The peel order is fixed and confirmed at the five call sites. IsLoopFusion is tested first (it recurses over its constituent leaves). The remaining heavy arms — output-fusion, then conv (0x2b), then reduce-window (0x5e) — are nested inside a single IsConvLowerable(inst) gate (line 256): when that gate holds, the router materializes a ConvCostState (via GetConvolutionCostState / CalculateNestedConvolutionWindows) shared by all three window arms, dispatched in that order. Only a non-conv-lowerable, non-loop-fusion op reaches the leaf fallthrough. The reduce-window arm is the else of the conv test and guards itself with CHECK(hlo_to_fuse->opcode() == kReduceWindow) (MakeCheckOpString @line 526, cost_model.cc:6236), so a mis-classified peel aborts rather than mis-prices.

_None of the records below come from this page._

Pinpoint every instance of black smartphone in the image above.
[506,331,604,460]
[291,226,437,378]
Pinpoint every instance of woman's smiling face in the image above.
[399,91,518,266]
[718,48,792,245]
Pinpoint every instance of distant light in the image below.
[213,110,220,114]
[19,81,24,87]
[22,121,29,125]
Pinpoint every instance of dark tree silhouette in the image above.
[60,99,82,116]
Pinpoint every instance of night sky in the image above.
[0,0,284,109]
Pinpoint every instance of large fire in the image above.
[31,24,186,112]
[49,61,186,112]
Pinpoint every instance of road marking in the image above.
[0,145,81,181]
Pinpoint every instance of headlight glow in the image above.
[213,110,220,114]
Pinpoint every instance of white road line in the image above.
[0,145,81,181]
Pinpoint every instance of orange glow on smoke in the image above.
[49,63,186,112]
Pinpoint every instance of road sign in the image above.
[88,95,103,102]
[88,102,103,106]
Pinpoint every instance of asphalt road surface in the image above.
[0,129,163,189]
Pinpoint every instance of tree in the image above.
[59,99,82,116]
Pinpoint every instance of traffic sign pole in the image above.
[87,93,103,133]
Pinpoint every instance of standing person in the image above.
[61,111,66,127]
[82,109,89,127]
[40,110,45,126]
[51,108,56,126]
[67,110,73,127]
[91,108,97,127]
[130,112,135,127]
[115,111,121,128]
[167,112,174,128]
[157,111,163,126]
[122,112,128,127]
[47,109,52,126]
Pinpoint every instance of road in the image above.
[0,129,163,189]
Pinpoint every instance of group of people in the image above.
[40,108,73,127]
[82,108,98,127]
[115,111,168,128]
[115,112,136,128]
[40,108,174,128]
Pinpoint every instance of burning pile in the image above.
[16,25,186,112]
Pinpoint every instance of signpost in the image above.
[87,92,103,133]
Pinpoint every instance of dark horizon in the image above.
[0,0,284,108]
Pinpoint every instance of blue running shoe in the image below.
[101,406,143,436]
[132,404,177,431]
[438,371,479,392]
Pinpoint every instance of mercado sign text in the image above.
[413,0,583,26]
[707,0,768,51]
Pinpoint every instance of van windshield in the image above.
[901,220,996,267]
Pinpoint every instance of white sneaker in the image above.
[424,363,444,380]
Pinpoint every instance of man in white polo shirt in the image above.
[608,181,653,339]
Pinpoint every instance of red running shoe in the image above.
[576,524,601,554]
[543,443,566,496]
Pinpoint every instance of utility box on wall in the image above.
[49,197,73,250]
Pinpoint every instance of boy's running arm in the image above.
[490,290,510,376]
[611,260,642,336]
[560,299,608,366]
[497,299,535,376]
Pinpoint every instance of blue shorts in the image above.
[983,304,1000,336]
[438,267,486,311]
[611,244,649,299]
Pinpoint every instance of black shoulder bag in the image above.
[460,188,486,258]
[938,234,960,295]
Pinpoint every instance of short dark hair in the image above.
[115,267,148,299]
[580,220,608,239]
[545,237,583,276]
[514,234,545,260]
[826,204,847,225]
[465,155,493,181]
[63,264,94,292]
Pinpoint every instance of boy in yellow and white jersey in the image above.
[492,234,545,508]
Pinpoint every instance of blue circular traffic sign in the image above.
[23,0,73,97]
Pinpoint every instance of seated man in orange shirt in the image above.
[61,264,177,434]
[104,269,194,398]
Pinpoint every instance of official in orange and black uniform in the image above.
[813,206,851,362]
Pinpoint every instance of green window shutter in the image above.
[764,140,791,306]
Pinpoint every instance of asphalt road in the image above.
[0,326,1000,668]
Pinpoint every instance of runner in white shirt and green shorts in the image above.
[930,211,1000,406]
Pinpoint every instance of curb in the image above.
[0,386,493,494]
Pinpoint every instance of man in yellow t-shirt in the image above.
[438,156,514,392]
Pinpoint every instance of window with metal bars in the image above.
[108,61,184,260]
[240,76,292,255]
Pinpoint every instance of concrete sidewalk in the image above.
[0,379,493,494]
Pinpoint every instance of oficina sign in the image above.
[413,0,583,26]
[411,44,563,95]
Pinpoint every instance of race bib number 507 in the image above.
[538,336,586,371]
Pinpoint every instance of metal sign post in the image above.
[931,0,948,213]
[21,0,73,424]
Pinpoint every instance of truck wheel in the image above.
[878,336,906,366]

NOTE — the leaf RecordHloCycles itself CHECKs !hlo->IsLoopFusion() && !hlo->IsOutputFusion() (cost_model.cc:6609, @0x130bbfe0 line 128). A fusion root must never reach the leaf — it is RecordCyclesIfFused's job to peel it first. A reimplementation that calls the leaf on a fusion root trips this assertion. The peel router is the only legal path from a fusion to a deposit.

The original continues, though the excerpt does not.